How Real Estate is Divided in a Divorce
In order to understand how to protect real estate from divorce, you need to first understand how it is divided. The first step in the process is appraising the real estate. Real estate typically lends itself rather well to the appraisal process. The value of the real estate is only considered up to the date of separation. The spouse who has primary control of the real estate would still own their interest and the other spouse would be entitled to either their stake in the venture or the value of the real estate at the time of separation.
In addition, the amount of equity (that is marital property) is considered against the outstanding balance of the loan. In other words, what ends up getting appraised is the equity. So, the equity is what is considered marital property.
There are a couple of different ways of handling this issue. One spouse can buy out the other spouse’s share of the equity or the spouse can forfeit that property entirely as a bargaining chip for some other property. In cases in which a property has “negative equity”, a spouse may also absorb the costs of that property and use that as a bargaining chip in order to secure other properties. Debt accrued during the marriage is also considered “property of the marriage”.
Marital and Non-Marital Equity
As we said before, property acquired before the marriage belongs to you alone while property acquired during the marriage belongs to both you and your spouse and is considered “marital property”. It is this “marital property” that the court has a right to equitably distribute. It stands to reason, then, that there will be situations in which one spouse owned a certain amount of equity before nuptials and that property or properties accrued equity during the marriage.

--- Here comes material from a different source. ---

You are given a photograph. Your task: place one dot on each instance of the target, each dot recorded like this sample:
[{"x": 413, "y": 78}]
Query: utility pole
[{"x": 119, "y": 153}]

In this case, the equity that you owned before the marriage is still yours while the equity acquired during the marriage is what can be distributed.
How to Protect Real Estate from Divorce
If a prenuptial agreement is a foregone conclusion, then you need to consider your options carefully. There are a number of ways to hang on to your real estate investments but you will need to be willing to part with at least half of the equity in the form of money.
High-asset divorces are often mediated since divorces that go through the courts are a matter of public record. Having an accurate appraisal of the value of your properties will be the first step and a willingness to take on the negative equity or debt accrued during the marriage can also make a difference.
Additionally, there may be room to bargain with alimony or spousal support payments. You can logistically purchase the equity in your business ventures in this manner and so long as both parties sign off on the agreement, you will be able to protect your real estate investments. You can also accomplish the same thing in a lump sum payment that successfully negotiates your way out of losing control of your property.